We found a well-equipped room, if not a well-stocked one. It was obvious that back
in the day, Thomas McCombs liked his foods. He had all the things you would expect, like a meat safe, chafing dish, a mill for making vegetable soup, and of course a fireplace that took up most of one wall. But he also owned all manner of high-toned items I hadn’t seen in years, things like a cheese toaster, jelly strainer, and a cake form shaped like a lion.
But no food. I smelled wood smoke and not much else.
“Good blue damn,” Remy said.
Charles poked at the tobacky hanging from the ceiling and traced his fingers along sauce pans, rolling pins, and utensils.

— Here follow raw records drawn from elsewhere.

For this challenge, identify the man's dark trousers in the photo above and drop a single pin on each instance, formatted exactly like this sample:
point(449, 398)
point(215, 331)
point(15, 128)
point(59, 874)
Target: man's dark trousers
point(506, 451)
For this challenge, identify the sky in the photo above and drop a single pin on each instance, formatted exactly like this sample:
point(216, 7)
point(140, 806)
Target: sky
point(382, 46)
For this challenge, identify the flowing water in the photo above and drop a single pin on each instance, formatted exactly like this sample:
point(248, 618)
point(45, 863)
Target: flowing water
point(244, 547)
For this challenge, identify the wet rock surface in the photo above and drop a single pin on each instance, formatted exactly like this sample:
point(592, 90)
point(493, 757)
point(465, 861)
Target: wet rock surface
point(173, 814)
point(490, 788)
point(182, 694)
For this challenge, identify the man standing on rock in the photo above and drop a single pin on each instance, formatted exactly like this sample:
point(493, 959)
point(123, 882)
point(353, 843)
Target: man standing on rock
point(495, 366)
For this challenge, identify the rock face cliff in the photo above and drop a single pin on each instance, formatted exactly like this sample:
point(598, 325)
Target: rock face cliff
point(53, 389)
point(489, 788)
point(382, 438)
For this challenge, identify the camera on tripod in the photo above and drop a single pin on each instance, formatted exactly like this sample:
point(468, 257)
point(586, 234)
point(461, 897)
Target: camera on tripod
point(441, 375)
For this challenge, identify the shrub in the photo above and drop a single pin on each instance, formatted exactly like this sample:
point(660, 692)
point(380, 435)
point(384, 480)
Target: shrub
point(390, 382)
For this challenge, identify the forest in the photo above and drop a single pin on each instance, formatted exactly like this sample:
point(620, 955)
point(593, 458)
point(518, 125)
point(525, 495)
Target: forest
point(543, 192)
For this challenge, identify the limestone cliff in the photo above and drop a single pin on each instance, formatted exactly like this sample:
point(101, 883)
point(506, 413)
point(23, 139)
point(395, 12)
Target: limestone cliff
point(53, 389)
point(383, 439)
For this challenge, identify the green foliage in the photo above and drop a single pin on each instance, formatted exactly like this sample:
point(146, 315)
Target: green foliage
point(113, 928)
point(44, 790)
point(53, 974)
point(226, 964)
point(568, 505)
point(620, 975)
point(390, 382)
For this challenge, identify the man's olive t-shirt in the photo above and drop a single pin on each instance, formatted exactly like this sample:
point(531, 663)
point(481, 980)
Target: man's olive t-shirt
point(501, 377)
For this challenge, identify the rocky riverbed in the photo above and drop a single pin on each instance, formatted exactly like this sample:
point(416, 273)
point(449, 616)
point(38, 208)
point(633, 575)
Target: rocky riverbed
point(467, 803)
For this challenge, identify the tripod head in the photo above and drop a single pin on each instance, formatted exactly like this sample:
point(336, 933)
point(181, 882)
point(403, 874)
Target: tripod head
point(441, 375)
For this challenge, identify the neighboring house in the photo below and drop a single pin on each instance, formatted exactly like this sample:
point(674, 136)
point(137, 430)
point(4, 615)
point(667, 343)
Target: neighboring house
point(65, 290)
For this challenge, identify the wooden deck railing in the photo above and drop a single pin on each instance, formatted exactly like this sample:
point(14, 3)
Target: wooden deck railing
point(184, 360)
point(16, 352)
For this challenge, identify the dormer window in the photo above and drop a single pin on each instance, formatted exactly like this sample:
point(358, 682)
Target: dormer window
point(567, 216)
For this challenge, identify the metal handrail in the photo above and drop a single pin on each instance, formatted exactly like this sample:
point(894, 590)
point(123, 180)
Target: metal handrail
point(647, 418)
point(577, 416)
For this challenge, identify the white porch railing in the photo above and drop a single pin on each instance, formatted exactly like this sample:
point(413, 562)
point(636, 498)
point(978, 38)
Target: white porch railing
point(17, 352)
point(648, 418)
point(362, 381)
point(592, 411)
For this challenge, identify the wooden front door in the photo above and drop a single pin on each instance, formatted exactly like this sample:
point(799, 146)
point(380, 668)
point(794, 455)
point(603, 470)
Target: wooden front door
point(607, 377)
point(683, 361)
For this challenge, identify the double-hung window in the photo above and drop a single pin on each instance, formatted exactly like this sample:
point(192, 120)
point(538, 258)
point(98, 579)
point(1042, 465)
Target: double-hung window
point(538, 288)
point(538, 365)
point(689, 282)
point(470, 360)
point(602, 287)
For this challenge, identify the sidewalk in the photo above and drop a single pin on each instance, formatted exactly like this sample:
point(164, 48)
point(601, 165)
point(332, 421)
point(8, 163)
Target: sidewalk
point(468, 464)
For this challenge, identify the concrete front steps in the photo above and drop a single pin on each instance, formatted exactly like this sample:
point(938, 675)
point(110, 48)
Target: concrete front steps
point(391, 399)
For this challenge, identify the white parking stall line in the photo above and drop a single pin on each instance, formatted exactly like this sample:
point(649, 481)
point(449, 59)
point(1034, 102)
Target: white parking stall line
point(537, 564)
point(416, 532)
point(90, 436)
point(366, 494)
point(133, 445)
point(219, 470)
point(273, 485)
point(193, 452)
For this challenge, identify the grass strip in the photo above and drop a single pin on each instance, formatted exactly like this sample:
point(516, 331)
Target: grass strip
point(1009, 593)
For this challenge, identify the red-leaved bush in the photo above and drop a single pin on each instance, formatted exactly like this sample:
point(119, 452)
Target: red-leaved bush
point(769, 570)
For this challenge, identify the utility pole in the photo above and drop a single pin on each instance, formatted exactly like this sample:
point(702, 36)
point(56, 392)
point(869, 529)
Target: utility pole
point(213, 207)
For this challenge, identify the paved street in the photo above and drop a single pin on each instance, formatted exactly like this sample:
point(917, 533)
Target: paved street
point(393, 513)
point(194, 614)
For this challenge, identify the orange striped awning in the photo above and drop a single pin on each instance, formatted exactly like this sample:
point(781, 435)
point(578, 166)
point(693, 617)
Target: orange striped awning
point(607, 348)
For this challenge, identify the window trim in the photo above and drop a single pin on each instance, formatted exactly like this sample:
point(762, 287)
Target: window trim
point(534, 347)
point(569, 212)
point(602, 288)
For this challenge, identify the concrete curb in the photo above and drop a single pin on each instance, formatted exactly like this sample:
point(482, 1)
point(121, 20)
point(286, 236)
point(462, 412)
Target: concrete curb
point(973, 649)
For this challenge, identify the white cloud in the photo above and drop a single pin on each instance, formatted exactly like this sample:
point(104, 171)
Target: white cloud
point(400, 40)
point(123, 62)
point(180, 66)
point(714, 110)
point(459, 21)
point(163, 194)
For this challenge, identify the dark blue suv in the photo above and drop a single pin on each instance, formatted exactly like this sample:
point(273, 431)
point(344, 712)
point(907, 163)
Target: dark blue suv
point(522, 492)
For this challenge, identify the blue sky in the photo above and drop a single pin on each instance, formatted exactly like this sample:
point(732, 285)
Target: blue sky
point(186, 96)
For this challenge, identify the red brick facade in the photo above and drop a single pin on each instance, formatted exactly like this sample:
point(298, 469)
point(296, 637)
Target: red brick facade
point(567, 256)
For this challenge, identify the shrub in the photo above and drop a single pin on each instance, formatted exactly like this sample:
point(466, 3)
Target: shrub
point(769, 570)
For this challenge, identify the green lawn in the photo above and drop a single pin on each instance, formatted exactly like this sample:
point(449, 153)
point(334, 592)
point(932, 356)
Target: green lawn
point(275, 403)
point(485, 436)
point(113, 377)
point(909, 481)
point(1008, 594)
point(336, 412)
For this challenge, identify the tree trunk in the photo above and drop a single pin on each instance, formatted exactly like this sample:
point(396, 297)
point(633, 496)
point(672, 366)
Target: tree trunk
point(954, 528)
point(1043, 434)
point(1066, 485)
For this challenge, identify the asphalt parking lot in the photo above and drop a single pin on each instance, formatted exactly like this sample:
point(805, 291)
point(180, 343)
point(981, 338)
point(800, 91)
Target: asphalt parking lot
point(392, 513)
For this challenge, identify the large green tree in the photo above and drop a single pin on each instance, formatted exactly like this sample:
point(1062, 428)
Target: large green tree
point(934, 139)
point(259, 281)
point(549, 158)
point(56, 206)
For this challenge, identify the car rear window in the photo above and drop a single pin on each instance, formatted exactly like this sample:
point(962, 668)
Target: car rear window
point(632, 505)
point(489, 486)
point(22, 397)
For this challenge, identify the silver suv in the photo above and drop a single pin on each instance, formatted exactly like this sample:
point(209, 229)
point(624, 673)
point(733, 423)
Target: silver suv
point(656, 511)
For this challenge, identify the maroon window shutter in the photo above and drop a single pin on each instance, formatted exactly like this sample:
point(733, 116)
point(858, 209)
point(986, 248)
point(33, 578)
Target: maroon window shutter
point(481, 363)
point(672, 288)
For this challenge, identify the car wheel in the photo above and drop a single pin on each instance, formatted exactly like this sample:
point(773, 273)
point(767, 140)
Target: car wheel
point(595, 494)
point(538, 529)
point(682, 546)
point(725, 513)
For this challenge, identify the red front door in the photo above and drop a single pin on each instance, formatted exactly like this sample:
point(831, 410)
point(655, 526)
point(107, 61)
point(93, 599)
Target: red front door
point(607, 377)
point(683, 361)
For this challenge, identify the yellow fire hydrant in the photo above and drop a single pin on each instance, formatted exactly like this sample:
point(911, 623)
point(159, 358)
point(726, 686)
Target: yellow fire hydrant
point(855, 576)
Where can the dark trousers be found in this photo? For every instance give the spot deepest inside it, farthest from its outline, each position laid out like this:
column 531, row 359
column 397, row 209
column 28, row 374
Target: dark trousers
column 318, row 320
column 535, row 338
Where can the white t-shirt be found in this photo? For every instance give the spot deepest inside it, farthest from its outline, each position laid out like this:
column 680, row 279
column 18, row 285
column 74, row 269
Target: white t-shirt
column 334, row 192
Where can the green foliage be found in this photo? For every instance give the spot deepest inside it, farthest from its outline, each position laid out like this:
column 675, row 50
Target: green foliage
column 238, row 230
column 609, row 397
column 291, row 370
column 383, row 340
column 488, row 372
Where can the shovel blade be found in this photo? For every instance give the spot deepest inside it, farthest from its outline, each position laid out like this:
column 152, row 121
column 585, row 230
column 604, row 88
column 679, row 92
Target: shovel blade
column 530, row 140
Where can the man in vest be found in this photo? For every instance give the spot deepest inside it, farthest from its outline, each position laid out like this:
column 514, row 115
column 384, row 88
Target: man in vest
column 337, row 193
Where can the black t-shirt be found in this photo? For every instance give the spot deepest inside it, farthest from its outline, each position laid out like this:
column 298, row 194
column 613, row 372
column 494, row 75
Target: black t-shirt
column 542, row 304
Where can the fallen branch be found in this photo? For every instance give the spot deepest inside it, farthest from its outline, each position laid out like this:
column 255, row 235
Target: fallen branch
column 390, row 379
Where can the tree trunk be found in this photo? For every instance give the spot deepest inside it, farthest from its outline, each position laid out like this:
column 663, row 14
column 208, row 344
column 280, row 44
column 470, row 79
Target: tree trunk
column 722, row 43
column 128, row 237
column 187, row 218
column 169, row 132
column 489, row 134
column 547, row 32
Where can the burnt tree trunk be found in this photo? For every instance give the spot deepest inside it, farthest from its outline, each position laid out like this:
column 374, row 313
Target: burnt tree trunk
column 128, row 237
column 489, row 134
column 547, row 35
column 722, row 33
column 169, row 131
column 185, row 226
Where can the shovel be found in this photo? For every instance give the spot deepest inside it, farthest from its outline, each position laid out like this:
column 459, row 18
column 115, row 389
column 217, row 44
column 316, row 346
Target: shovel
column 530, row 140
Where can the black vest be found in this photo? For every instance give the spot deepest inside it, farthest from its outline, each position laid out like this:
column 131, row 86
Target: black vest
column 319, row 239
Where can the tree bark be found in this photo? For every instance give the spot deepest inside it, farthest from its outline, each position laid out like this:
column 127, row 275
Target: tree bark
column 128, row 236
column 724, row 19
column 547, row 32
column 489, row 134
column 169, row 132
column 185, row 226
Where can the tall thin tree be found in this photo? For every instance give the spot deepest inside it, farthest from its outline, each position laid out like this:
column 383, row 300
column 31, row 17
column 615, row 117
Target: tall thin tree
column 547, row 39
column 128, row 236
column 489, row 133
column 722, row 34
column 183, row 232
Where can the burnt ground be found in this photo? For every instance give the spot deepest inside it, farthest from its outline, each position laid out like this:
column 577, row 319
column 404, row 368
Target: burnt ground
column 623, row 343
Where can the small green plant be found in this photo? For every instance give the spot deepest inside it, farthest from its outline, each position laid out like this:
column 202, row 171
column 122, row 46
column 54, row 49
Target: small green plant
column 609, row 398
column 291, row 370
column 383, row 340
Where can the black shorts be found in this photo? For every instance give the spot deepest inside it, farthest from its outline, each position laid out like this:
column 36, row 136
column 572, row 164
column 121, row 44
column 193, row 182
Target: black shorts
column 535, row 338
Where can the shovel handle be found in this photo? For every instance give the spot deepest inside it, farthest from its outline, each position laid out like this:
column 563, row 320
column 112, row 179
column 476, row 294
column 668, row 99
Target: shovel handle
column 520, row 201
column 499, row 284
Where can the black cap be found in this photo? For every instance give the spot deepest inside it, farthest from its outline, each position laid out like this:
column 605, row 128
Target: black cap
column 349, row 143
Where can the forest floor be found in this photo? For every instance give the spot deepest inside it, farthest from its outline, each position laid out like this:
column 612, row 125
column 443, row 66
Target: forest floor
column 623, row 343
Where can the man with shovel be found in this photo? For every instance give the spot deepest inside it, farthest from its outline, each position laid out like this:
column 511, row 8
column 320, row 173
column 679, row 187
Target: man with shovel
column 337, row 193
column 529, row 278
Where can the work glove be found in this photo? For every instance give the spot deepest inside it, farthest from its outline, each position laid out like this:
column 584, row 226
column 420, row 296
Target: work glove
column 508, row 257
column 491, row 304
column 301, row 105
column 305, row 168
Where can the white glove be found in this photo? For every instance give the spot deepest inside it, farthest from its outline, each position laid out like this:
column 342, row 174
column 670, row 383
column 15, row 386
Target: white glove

He picked up a pointy boning knife and gestured with it. “If there ain’t no food, I say we catch a Johnny and roast him for dinner.”
I heard someone gasp.
I crouched down and found a woman hiding behind a cabinet.
Emma. Of course it was. Did I think I could just breeze through here without God taking his licks? And hadn’t I wanted this?
Emma was thin, yes, but not as used-up as I’d wished. She wore a white cotton cap, like a servant, and aside from some smoke stains on her cheeks and apron, still looked beautiful.
She gazed at me without recognition. “Please, don’t hurt me.”
Charles hauled her up. “Well, shut my mouth. Ain’t we got us a pretty one here?”
He pushed Emma at me, and I reflexively batted her away. She bounced into Remy, who whooped, “My, my, she’s a looker. Haven’t I seen her before?”
Charles grabbed her face with both hands. “I swear, but ain’t you… Francis, she looks like the girl from the pitcher.”
Emma tried to pull away. “Leave me alone.”
“You are, ain’t you? I know your face.”
Remy pinched her. Emma screamed.
Charles smiled at me. “Your girl, huh? I always knew you was from the South, originally. Just like me.”
“I’m not like you.” The words sounded weak in my mouth.
“You been posing for nekkid pitchers, dearest?” Charles laughed and lifted Emma onto the wooden table. To Remy, he said, “You owe me a nickel.”
Remy laughed. He found a spool of twine, then set to cutting off pieces to tie Emma down.
I just stood there, mouth hanging open. I wanted to tell them to stop, but I was also fascinated and a mite excited.